Your first issue came out in March. What’s inside?
It has four essays: One is about contemporary Syria and representations of Syria through photography in a “post-truth” climate. Another is a feminist take on German playwright Frank Wedekind’s “Lulu” plays. Then there’s an essay on Canadian Mohawk (Haudenosaunee) writer E. Pauline Johnson, who is often considered one of the earliest Native American authors and performers. The last one is about Shakespeare in Iran, which I knew nothing about; now I have a good idea how his works have been incorporated into the culture since the 19th century.
Have you started thinking about the next issue?
Yes. It will be called “Minor Asias.” I’ve been thinking about what it means to think about Asian populations when they’re not the majority but the minority in another place: I just finished writing “The Chinese Atlantic: Seascapes and the Theatricality of Globalization” (Indiana University Press, 2020), which looks at Chinese cultural and financial circulation in places like the Caribbean and South Africa. I also co-edited a special issue, “Expressions of Asian Caribbeanness” in the journal Asian Diasporic Visual Cultures and the Americas and worked on a catalogue essay for “Circles and Circuits: Chinese Caribbean Art” on these same themes. Before COVID-19 came along, there were also two conference and festivals planned within three months of each other (GENesis 2020 and the CAATA ConFest 2020) that would be focusing on Asian diasporic themes, so it seemed like the right time to do an issue that recognized this emphasis on Asia in transnational contexts.
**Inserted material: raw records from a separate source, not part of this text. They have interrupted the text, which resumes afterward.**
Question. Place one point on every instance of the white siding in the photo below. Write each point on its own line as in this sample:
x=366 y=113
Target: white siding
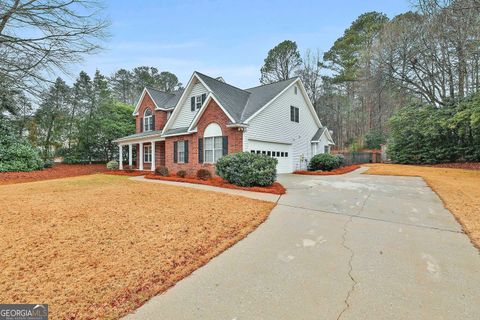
x=185 y=114
x=273 y=125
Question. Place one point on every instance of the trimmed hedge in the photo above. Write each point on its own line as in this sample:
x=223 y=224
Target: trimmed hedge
x=204 y=174
x=325 y=162
x=112 y=165
x=247 y=169
x=161 y=171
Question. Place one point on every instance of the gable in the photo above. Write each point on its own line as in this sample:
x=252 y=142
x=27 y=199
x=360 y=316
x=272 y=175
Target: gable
x=184 y=115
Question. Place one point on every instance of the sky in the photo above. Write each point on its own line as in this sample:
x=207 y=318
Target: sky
x=220 y=38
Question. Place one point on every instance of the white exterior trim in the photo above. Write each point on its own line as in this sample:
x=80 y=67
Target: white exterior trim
x=204 y=107
x=305 y=95
x=145 y=90
x=185 y=94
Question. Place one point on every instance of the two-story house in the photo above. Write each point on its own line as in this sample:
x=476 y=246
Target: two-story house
x=193 y=128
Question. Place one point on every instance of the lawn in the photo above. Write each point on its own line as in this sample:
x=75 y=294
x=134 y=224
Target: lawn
x=99 y=246
x=458 y=188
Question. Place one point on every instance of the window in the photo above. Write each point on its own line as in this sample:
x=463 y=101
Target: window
x=147 y=153
x=198 y=102
x=213 y=149
x=213 y=143
x=294 y=114
x=147 y=120
x=181 y=151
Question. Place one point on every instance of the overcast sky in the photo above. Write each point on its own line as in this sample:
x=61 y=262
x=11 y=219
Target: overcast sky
x=221 y=38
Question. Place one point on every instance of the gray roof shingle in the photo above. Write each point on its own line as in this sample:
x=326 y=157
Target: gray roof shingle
x=139 y=135
x=239 y=103
x=166 y=100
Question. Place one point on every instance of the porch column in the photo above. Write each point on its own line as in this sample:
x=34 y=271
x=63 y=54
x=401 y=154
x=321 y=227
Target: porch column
x=140 y=164
x=152 y=167
x=130 y=157
x=120 y=157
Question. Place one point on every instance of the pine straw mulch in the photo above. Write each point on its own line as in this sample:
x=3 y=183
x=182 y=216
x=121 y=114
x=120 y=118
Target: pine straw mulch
x=97 y=247
x=459 y=165
x=275 y=188
x=341 y=170
x=459 y=190
x=56 y=172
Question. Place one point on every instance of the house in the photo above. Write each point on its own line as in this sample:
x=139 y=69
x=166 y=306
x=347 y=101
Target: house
x=192 y=128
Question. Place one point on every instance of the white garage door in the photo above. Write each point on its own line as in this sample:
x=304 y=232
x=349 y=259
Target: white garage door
x=281 y=152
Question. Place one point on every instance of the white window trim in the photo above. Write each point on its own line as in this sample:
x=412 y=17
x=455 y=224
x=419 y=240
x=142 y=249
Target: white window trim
x=147 y=155
x=147 y=120
x=213 y=149
x=198 y=102
x=180 y=150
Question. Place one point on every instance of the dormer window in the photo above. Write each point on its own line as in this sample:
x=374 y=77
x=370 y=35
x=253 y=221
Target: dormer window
x=198 y=102
x=147 y=120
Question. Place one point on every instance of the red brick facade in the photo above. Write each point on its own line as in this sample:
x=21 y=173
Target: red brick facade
x=164 y=149
x=213 y=114
x=160 y=116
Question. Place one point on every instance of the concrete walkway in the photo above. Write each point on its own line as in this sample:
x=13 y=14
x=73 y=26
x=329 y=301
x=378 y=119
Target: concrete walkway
x=338 y=247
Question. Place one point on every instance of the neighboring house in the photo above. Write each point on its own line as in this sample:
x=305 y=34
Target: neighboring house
x=193 y=128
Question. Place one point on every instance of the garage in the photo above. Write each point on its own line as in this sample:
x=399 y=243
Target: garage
x=280 y=151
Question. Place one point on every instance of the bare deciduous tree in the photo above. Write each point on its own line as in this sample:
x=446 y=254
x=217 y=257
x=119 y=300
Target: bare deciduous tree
x=40 y=37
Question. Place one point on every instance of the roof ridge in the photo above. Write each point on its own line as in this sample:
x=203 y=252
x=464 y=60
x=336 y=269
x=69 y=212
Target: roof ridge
x=226 y=83
x=152 y=88
x=267 y=84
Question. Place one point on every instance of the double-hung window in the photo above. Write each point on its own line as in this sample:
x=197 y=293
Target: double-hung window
x=181 y=151
x=294 y=114
x=213 y=149
x=147 y=153
x=148 y=120
x=198 y=102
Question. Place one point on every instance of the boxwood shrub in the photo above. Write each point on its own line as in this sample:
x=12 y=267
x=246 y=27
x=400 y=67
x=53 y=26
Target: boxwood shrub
x=324 y=162
x=112 y=165
x=247 y=169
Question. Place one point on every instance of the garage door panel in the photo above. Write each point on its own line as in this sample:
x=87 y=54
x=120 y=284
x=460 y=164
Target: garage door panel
x=281 y=152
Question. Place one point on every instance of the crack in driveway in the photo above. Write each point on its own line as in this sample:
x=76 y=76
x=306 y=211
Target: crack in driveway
x=352 y=255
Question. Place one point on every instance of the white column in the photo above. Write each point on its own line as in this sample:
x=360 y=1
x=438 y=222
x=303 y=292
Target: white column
x=130 y=155
x=120 y=157
x=140 y=156
x=152 y=167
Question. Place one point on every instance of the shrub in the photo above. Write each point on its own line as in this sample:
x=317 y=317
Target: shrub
x=324 y=162
x=161 y=171
x=48 y=164
x=112 y=165
x=341 y=159
x=204 y=174
x=181 y=173
x=247 y=169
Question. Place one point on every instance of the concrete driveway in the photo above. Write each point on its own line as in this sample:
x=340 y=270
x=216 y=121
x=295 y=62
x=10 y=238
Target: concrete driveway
x=338 y=247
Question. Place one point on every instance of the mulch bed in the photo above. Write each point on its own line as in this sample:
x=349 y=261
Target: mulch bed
x=99 y=246
x=458 y=165
x=458 y=189
x=126 y=173
x=341 y=170
x=56 y=172
x=275 y=188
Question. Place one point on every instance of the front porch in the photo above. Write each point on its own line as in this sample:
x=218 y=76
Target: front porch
x=143 y=151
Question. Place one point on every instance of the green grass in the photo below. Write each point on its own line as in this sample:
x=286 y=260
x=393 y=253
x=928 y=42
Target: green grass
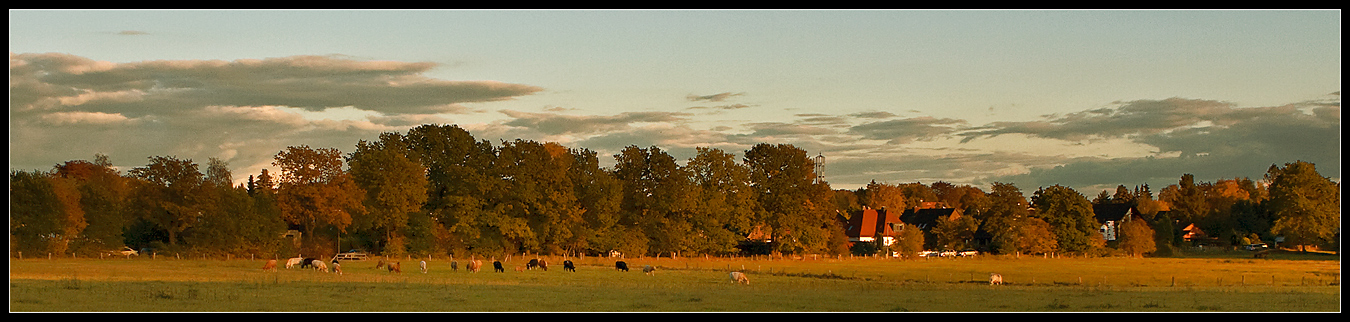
x=687 y=284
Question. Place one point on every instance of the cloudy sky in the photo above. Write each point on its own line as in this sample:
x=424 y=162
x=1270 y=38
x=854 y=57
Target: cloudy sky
x=1082 y=99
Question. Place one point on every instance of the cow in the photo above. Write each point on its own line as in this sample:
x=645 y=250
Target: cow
x=293 y=262
x=740 y=278
x=474 y=266
x=320 y=266
x=269 y=266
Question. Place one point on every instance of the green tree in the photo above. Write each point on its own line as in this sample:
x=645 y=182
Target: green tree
x=1069 y=216
x=169 y=194
x=882 y=196
x=1136 y=237
x=313 y=190
x=793 y=204
x=910 y=240
x=458 y=170
x=394 y=186
x=103 y=196
x=1306 y=205
x=45 y=213
x=724 y=208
You’re also the outgoing president of Performance Studies international.
I’ve been the president for four years and I’ve been on the board, which is scattered across the globe, for six years. Performance Studies international is a group of scholars, artists and curators who are thinking about performance as an object of analysis as well as a methodology. We do an annual in-person conference somewhere in the world; this summer it was going to be in Croatia, but we postponed it. We've been thinking about what can we do in the interim. How can we keep a conversation and a practice going in response to world events right now? I don't know what that is going to look like yet, but I’m pretty excited about it because you have so many minds and artists from different places thinking about a similar issue that is affecting us all but in different ways.
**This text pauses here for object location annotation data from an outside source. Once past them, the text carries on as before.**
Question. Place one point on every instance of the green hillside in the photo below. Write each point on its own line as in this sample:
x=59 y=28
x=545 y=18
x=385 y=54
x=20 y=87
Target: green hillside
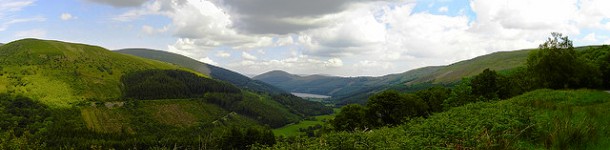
x=542 y=119
x=211 y=70
x=293 y=104
x=342 y=90
x=346 y=90
x=468 y=68
x=57 y=95
x=60 y=74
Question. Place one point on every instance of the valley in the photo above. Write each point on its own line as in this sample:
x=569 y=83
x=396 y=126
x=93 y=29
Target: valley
x=66 y=95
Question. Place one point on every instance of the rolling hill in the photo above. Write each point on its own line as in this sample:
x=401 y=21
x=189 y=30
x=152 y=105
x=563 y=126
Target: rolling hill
x=342 y=90
x=293 y=103
x=345 y=90
x=62 y=74
x=211 y=70
x=89 y=93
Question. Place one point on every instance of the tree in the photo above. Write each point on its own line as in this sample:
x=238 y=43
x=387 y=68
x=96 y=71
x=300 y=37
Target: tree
x=556 y=65
x=351 y=117
x=599 y=57
x=392 y=108
x=460 y=95
x=434 y=97
x=485 y=84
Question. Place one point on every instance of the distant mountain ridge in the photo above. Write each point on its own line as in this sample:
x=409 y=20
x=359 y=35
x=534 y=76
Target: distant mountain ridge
x=343 y=90
x=215 y=72
x=294 y=104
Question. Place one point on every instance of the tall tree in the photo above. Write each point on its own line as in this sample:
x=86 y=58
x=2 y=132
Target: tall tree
x=351 y=117
x=392 y=108
x=556 y=65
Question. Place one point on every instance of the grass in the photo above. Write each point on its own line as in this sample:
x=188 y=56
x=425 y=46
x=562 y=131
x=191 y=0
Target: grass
x=293 y=129
x=103 y=120
x=542 y=119
x=60 y=74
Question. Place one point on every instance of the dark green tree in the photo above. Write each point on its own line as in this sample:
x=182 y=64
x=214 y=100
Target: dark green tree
x=434 y=97
x=460 y=95
x=392 y=108
x=352 y=117
x=556 y=65
x=599 y=57
x=485 y=84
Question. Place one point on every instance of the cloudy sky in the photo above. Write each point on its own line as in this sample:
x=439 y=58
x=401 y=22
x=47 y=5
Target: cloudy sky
x=337 y=37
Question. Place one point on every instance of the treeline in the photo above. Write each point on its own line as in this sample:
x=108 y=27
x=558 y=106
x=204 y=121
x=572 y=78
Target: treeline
x=177 y=84
x=28 y=124
x=300 y=106
x=556 y=65
x=171 y=84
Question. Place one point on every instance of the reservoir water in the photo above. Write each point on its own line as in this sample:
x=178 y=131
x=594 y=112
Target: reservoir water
x=308 y=95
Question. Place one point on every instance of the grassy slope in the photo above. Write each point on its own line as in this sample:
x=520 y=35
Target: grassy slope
x=495 y=61
x=211 y=70
x=60 y=74
x=542 y=119
x=349 y=89
x=265 y=102
x=357 y=89
x=179 y=114
x=293 y=129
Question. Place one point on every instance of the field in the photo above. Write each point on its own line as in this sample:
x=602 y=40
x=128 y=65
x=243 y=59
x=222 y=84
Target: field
x=293 y=129
x=542 y=119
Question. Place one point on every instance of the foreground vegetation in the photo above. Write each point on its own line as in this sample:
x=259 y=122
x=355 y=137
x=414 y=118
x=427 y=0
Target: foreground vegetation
x=487 y=111
x=57 y=95
x=541 y=119
x=548 y=104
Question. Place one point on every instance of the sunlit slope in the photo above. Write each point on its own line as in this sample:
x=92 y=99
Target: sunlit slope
x=215 y=72
x=60 y=73
x=496 y=61
x=542 y=119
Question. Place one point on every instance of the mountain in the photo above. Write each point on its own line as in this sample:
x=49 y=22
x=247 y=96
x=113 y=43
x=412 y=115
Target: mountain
x=211 y=70
x=62 y=74
x=294 y=104
x=83 y=95
x=345 y=90
x=495 y=61
x=342 y=90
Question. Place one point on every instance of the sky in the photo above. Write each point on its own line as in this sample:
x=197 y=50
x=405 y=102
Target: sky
x=333 y=37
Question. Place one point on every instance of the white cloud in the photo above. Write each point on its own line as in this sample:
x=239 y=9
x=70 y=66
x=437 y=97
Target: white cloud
x=5 y=25
x=34 y=33
x=296 y=64
x=151 y=30
x=590 y=38
x=66 y=16
x=248 y=56
x=120 y=3
x=366 y=37
x=223 y=54
x=8 y=6
x=334 y=62
x=443 y=9
x=207 y=60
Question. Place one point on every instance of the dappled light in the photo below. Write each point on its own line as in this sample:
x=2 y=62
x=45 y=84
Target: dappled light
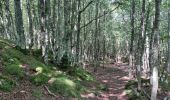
x=84 y=49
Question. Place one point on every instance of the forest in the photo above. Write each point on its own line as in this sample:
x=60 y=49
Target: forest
x=84 y=49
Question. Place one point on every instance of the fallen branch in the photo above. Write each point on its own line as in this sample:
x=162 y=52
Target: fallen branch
x=49 y=92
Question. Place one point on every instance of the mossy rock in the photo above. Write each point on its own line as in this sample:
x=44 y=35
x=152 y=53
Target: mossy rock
x=6 y=84
x=65 y=87
x=14 y=69
x=39 y=79
x=81 y=74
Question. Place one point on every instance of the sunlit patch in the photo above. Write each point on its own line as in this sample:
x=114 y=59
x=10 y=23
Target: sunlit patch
x=39 y=70
x=105 y=81
x=51 y=81
x=124 y=78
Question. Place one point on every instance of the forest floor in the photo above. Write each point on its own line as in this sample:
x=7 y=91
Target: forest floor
x=115 y=77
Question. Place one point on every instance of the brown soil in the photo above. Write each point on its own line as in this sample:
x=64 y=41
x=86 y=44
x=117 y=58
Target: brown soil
x=114 y=76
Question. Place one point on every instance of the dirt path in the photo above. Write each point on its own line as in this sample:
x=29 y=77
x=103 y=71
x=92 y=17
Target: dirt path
x=114 y=76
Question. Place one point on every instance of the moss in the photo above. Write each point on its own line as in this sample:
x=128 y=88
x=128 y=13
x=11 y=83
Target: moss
x=6 y=84
x=81 y=73
x=65 y=87
x=39 y=79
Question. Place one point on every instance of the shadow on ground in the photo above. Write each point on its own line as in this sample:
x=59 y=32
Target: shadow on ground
x=114 y=76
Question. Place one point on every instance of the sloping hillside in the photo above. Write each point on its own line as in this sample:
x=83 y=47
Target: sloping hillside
x=23 y=76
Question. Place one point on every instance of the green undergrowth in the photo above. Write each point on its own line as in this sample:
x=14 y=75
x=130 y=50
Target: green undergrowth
x=6 y=84
x=18 y=65
x=66 y=87
x=81 y=74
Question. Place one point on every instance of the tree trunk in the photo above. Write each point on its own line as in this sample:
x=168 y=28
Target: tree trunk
x=30 y=25
x=155 y=57
x=19 y=24
x=44 y=36
x=168 y=60
x=132 y=39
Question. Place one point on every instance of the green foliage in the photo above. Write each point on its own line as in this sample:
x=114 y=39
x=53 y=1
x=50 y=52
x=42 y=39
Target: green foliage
x=39 y=79
x=37 y=94
x=66 y=87
x=6 y=84
x=65 y=62
x=14 y=69
x=81 y=74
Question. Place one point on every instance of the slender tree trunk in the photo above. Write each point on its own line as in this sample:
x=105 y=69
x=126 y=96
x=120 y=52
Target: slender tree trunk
x=155 y=57
x=96 y=37
x=78 y=32
x=19 y=24
x=66 y=25
x=168 y=60
x=132 y=38
x=140 y=45
x=44 y=37
x=30 y=25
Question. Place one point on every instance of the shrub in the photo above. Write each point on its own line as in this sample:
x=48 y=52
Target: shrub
x=14 y=69
x=65 y=87
x=39 y=79
x=6 y=85
x=81 y=73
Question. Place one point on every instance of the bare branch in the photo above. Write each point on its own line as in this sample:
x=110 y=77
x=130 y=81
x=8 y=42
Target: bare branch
x=86 y=6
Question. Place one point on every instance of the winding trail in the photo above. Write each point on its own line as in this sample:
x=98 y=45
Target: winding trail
x=114 y=76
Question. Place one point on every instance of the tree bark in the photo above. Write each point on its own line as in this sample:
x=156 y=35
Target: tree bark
x=155 y=57
x=132 y=38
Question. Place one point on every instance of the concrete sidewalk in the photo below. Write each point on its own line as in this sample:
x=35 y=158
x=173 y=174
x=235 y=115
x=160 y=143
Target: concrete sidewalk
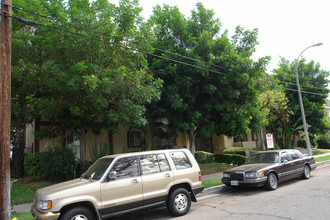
x=27 y=207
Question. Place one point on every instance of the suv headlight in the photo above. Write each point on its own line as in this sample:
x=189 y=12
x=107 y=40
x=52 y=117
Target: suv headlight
x=253 y=175
x=226 y=175
x=44 y=205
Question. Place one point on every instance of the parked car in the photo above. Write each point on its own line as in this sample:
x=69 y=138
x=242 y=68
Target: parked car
x=124 y=183
x=269 y=168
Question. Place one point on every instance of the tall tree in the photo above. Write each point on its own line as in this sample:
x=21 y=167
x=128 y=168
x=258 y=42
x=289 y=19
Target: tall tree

What do you like to do in what little time off you have?
I’m usually reading for work and pleasure. At the moment, I have a pile of Asian Canadian plays as well as William Ging Wee Dere’s memoir “Being Chinese in Canada” on the shelf. In this vein of fun and scholarship, I’m also reading Philip K. Dick’s “Man in the High Castle” and critical responses to it. I’m reading plays by indigenous theater artists for a project on a longer timeline. Oh, and I recently returned to my former colleague Priscilla Wald’s book “Contagious: Cultures, Carriers, and the Outbreak Narrative,” because she was doing an online seminar that I attended.
Do you watch movies?
Despite my politics and especially my thoughts about gender, I’m a big superhero film fan.
What are your favorites?
I know the genre is quite male heavy, but it does allow for strong female characters, which I like a lot; I’m quite into the “Wonder Woman” series. I also liked the Netflix Marvel series “Luke Cage,” with all of this African American culture and literature in the mise en scene, like Chester Himes’ novel “The Heat’s On.” Little things like that are quite compelling to me. I like it when filmmakers give viewers cultural signifiers to think about.